AI is the product.
Your moat is built around AI. Your category exists because AI made it possible. The company has no version of itself that survives without frontier model access.
Examples: Anthropic, OpenAI, Cursor, Perplexity, Glean.
Pick this only if AI being commoditized would end the company. If AI is your accelerant, you are a Compounder, not a Native.
Existing moat, AI as multiplier.
You have a real business that pre-dated the AI wave. AI is the leverage, not the moat. The People Ops question is whether the existing institution can absorb AI-native operating norms before a Native challenger erodes the moat.
Examples: Google, Adobe, Salesforce, Atlassian, Microsoft.
Pick this only if you can name your pre-AI moat in one sentence. If you can't, you are a Spectator hoping AI gives you one.
Regulated, deliberate, safety-first.
You operate in a regime where the cost of being wrong is asymmetric. Your AI adoption is correctly slow. Your People Ops job is to build AI-era talent density without breaking the regulatory or safety posture that defines you.
Examples: Banks, defense, healthcare systems, central infrastructure operators.
Pick this only if 'we move slowly because the cost of failure is regulatory or human-life' is true. If you move slowly because of habit, you are a Spectator.
Talking about AI, not yet operating around it.

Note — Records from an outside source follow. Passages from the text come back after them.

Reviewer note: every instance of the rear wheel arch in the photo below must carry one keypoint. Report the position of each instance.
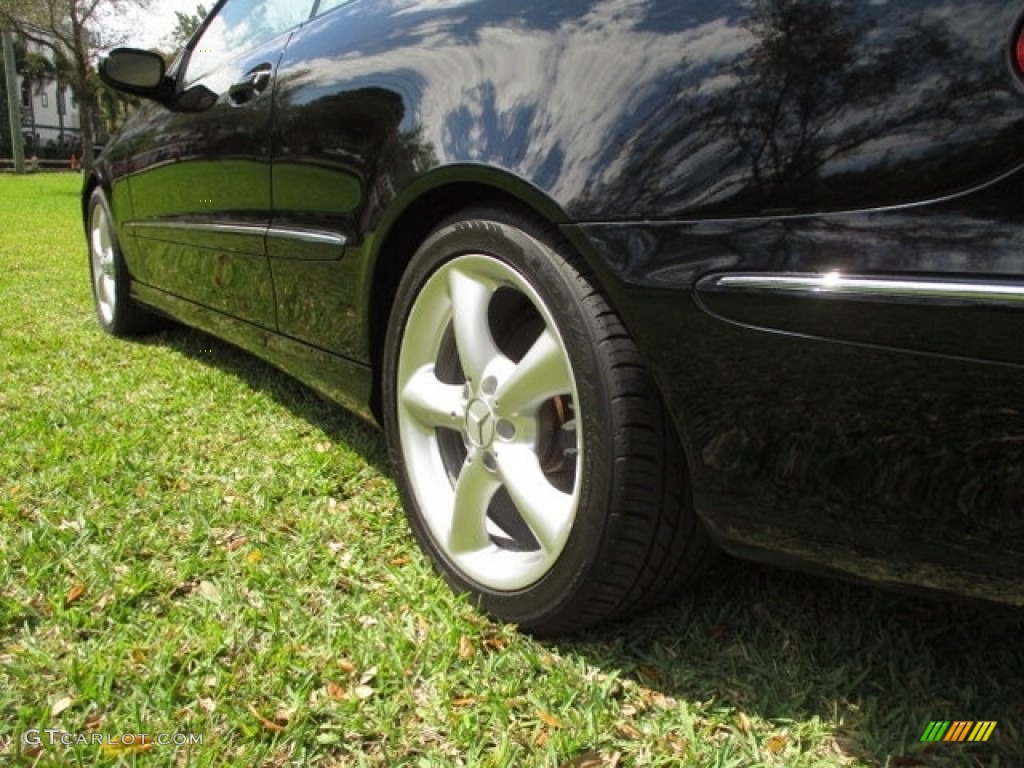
(431, 202)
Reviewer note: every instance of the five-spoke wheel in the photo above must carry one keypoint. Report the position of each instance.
(529, 444)
(117, 311)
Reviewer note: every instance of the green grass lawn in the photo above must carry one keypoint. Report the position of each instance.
(193, 543)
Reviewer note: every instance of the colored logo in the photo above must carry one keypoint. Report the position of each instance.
(958, 730)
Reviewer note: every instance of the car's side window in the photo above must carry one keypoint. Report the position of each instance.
(326, 5)
(242, 25)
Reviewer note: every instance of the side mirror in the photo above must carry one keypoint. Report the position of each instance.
(139, 73)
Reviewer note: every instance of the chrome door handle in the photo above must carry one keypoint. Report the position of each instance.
(251, 86)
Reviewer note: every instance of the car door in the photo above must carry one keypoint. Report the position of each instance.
(201, 181)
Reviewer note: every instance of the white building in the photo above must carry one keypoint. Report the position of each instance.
(49, 111)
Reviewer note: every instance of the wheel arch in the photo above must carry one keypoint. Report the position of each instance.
(418, 211)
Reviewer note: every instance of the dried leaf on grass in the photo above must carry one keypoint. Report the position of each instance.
(75, 594)
(61, 706)
(550, 720)
(127, 745)
(267, 724)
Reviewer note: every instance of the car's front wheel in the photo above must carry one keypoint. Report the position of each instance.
(530, 448)
(117, 311)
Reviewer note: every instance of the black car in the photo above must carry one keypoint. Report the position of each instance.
(622, 280)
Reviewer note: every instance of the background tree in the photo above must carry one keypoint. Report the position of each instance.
(71, 30)
(186, 26)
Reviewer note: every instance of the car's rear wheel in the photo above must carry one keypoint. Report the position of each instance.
(531, 451)
(117, 311)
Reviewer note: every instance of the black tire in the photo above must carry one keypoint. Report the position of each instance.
(118, 313)
(460, 435)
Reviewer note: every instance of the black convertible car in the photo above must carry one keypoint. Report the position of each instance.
(622, 280)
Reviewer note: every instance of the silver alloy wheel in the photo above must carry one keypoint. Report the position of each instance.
(101, 257)
(486, 404)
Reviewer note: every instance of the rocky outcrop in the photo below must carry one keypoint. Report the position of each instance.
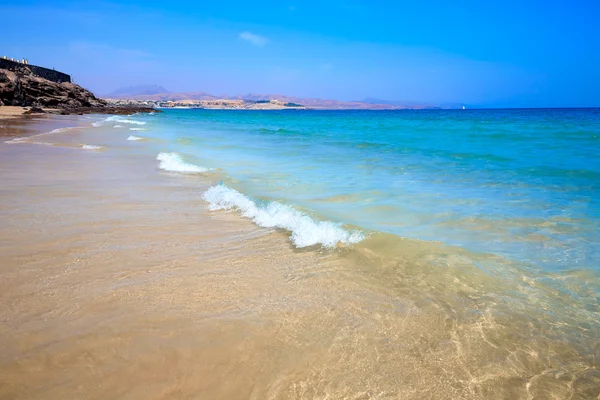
(21, 87)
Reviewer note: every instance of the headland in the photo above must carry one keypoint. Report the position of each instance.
(32, 89)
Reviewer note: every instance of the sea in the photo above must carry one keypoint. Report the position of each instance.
(490, 216)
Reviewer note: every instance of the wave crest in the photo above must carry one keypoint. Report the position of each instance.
(305, 231)
(175, 163)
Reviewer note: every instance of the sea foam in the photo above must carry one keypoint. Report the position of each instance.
(305, 231)
(175, 163)
(125, 120)
(91, 147)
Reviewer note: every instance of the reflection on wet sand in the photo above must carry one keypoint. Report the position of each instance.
(117, 282)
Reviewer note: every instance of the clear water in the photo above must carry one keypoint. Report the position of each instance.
(485, 222)
(522, 184)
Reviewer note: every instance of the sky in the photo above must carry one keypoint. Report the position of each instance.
(477, 53)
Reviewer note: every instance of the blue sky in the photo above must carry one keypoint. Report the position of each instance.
(487, 54)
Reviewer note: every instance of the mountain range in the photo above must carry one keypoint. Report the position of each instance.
(159, 93)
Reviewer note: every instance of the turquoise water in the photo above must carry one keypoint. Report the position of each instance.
(521, 184)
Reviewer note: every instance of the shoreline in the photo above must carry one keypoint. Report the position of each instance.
(12, 112)
(120, 280)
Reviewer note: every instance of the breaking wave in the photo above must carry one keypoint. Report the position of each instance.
(305, 231)
(175, 163)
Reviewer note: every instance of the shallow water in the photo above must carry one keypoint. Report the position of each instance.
(324, 280)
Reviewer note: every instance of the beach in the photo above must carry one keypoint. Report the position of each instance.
(120, 279)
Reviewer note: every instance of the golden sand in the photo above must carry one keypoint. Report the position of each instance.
(117, 282)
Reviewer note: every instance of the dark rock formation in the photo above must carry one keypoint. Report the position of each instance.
(21, 87)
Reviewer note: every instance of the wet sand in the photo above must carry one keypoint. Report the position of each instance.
(117, 282)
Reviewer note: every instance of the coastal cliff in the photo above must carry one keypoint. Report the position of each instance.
(21, 86)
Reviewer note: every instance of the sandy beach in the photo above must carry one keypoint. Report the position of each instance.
(116, 281)
(10, 112)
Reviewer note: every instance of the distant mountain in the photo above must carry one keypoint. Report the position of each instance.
(315, 103)
(139, 90)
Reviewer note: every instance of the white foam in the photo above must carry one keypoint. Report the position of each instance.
(175, 163)
(118, 119)
(91, 147)
(122, 120)
(305, 231)
(60, 130)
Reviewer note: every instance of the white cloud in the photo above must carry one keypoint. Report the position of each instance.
(256, 40)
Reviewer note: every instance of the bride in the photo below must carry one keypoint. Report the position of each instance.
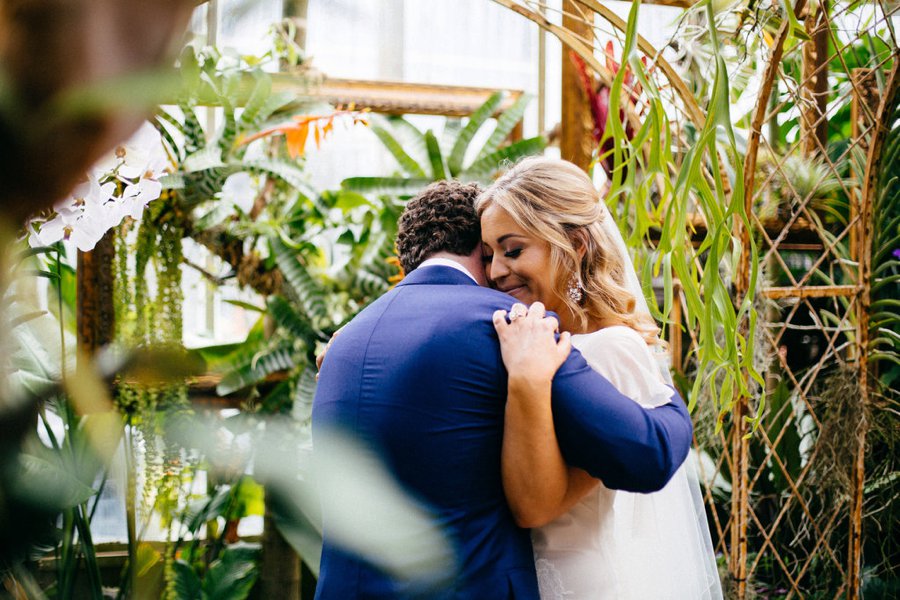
(549, 241)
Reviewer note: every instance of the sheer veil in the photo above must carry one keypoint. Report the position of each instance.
(665, 535)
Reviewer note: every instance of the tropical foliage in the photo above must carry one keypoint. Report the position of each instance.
(423, 157)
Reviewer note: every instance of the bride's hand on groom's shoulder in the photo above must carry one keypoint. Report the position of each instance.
(320, 358)
(528, 342)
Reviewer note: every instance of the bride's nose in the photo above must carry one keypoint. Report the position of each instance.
(497, 269)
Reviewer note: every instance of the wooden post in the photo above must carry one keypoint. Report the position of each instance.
(865, 93)
(576, 125)
(865, 228)
(95, 312)
(279, 571)
(815, 90)
(296, 10)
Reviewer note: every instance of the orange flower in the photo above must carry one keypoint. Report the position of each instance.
(297, 133)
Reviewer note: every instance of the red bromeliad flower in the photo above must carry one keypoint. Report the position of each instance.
(598, 99)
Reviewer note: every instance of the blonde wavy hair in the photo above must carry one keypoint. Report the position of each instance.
(554, 200)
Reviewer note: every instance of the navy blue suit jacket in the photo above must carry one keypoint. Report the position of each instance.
(418, 377)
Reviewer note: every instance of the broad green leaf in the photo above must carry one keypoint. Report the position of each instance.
(482, 114)
(410, 166)
(484, 168)
(390, 186)
(187, 585)
(505, 124)
(434, 157)
(232, 576)
(50, 484)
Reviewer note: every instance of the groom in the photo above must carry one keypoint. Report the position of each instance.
(418, 378)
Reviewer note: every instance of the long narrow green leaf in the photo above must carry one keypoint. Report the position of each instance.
(434, 156)
(482, 114)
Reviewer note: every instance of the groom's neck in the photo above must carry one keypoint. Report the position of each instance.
(472, 263)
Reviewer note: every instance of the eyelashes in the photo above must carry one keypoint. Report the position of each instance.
(487, 258)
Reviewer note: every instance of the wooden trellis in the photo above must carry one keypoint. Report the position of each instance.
(785, 533)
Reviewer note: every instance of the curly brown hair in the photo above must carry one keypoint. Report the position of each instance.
(441, 218)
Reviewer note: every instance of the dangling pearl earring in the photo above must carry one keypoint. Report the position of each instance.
(574, 289)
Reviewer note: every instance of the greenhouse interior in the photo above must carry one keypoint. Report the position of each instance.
(210, 214)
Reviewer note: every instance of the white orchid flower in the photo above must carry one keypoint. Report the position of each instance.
(141, 157)
(240, 190)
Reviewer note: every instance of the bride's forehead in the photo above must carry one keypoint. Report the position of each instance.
(497, 218)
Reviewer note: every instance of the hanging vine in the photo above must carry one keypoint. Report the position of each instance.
(149, 302)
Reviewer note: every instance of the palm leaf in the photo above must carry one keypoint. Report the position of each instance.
(257, 100)
(484, 168)
(410, 166)
(304, 393)
(288, 318)
(409, 136)
(385, 186)
(505, 124)
(434, 157)
(370, 284)
(484, 112)
(256, 369)
(287, 171)
(308, 292)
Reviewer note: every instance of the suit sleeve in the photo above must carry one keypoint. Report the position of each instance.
(613, 438)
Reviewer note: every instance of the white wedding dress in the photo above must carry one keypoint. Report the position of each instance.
(622, 545)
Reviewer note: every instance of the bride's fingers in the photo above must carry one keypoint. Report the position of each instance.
(500, 323)
(537, 310)
(564, 346)
(550, 323)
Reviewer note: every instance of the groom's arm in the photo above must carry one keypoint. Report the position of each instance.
(613, 438)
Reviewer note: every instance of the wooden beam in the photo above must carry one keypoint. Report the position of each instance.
(811, 291)
(95, 314)
(401, 98)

You have AI initiatives, AI working groups, an AI strategy slide. You do not yet have an AI-era operating model. This is the most common honest answer for established companies in 2026, and naming it is the prerequisite for moving out of it.
Examples: Most Fortune 1000 outside tech, most enterprise SaaS over 15 years old, most legacy services firms.
If you cannot point to a single team whose operating cadence has been redesigned around AI in the last 12 months, this is you. The diagnostic still works. The rating just calibrates against what 'great' looks like at this tier.